Marian Keyes: The stark reality of ‘period poverty’
Sudden Wild Enthusiasms: Homeless Period Ireland helps women who can’t afford sanitary protection
Homeless Period Ireland’s mission is to supply sanitary towels and tampons to the most financially deprived women in our country.
Of all the times of year, Christmas is the very worst for bringing disparities of wealth into sharp relief. There are those lucky people who live with such abundance that their loved ones agonise about what to get for them, because what do you buy for the person who has everything? While there are parents who suffer blistering shame because they don’t have the money to buy their children a gift.
Some of those decent skins who have everything they could possibly want, request that instead of yet another spendy handbag, could they “have” a goat (or similar) to be sent to a low-income family in the developing world? This is very commendable.

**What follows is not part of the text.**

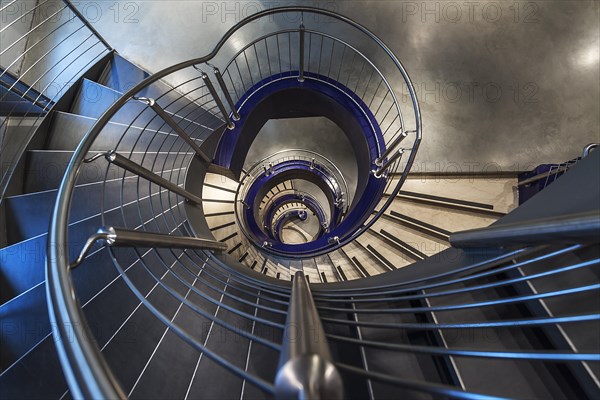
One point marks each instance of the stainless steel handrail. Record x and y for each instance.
(118, 237)
(87, 373)
(306, 369)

But can I ask you to turn your compassion closer to home? To the issue of “period poverty”.
The term refers to women on low incomes being forced to choose between basic essentials – for example between a sandwich or a box of tampons.
Those of us who’ve been lucky enough to have never faced that stark choice find it difficult to imagine what it’s like to go without sanitary protection month in, month out.
But in the words of Claire Hunt, a truly wonderful human who runs Homeless Period Ireland: “Imagine you stepped into a puddle. Your sock is wet, and your shoe is wet. You are far from home, so you have to walk around all day, with your wet sock and your wet shoe with the cold seeping into your skin and bones. Your friends may mock you because you were so silly to step in the puddle in the first place, so you say nothing. Now imagine that happening for up to seven days in a row… and that it will happen again next month.”
A survey in June showed that 50 per cent of Irish women aged 12-19 struggle with the average cost of a tenner a month to buy tampons and sanitary towels. Then there are the homeless women, the women living in refuges and in Direct Provision.
There have been initiatives in some schools and one from Dublin City Council to address this need, but their reach is small.
Homeless Period Ireland’s mission is to supply sanitary towels and tampons to the most financially deprived women in our country. They don’t accept money, all they want are the products.
One of their suggestions is that whenever we buy some for ourselves, we pick up a second pack for another woman who can’t afford it.
Or, because of the season that’s in it, you could ask that, for your Christmas present, a donation be made in your name to Homeless Period Ireland. Their Facebook page lists the drop-off points around the country.
But donations are gratefully received at any time of the year, because remember, periods aren’t just for Christmas.